The rhizosphere of naturally selected plants shows the potential to sustain natural attenuation processes in an historical PCB polluted soil

Scientific Question and Context. The SIN Caffaro is an extended industrial polluted site of national priority located in Italy. Here the soil presents a mixed contamination of halogenated pollutants (PCBs, dioxins and furans), heavy metals and metalloids, uneven distributed and often largely exceeding the safety values. After the closure of the production plant, in the last 50 years only the process of natural attenuation occurred in the surrounding agricultural soils. We aimed to explore the natural attenuation potential of the SIN Caffaro soil microbiota, focusing on the interactions between bacteria and the plants naturally selected in the area. Methods. We studied the phylogenetic and functional diversity of the microbiome associated to three plant species growing in the most contaminated area of the SIN Caffaro. The bacterial community in the rhizosphere and the surrounding soil was described by Illumina sequencing of the 16S rRNA gene and qPCR quantification of the bphA gene, proxy of PCB aerobic degradation. A collection of cultivable rhizobacteria was tested for plant growth promotion (PGP) traits and biodegradation potential. Results. Both the soil niche and the plant species shaped the composition of the resident microbiota.
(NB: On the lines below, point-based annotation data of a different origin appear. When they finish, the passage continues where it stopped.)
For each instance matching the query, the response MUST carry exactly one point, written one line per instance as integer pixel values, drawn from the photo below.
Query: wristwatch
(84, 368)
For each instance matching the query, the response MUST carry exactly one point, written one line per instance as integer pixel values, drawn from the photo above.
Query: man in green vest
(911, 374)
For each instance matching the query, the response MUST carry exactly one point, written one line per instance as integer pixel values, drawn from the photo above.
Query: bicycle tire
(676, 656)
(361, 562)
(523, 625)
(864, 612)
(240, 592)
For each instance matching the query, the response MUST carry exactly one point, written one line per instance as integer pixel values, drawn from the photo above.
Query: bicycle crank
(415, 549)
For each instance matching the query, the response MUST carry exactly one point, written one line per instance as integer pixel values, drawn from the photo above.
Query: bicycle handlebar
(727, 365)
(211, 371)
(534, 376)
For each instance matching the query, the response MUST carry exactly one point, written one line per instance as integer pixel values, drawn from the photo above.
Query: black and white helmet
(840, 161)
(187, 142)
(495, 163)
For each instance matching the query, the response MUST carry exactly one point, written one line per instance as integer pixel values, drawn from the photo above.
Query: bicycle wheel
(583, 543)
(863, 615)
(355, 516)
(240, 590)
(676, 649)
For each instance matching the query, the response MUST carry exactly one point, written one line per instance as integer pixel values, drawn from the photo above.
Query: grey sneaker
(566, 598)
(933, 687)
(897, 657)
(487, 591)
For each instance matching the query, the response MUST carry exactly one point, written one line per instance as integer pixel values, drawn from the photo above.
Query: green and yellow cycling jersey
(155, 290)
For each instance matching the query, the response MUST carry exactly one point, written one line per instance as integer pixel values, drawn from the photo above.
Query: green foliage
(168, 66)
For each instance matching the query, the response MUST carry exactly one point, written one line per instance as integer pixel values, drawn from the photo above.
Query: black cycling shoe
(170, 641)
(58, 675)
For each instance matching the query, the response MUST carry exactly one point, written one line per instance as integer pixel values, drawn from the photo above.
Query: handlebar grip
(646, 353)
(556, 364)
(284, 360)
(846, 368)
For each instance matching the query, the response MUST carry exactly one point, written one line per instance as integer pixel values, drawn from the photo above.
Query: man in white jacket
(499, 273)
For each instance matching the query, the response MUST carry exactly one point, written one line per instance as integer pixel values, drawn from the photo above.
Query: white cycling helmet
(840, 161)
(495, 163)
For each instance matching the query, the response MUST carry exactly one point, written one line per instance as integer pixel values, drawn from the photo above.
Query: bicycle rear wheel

The bacterial communities were more strongly influenced by the plant species in the rhizosphere than in the soil surrounding roots, leading to speculate that the “rhizosphere effect” overlapped the high pollutant concentrations in shaping the community structure. The microbiota selected in all the soil niches showed nevertheless degrading potential. The cultivable microbiota in all the rhizospheres showed similar phylogenetic and functional composition. A large fraction of the strains harboured the bphA gene and displayed catechol 2,3-dioxygenase and ACC deaminase activities, the latter considered a PGP trait contributing to plant tolerance to environmental stress. Conclusions. Overall, this work highlighted that spontaneous plant species differentially affected the composition of the rhizosphere bacterial community and harboured the intrinsic potential to sustain natural attenuation processes, further exploitable for rhizoremediation interventions at the SIN Caffaro.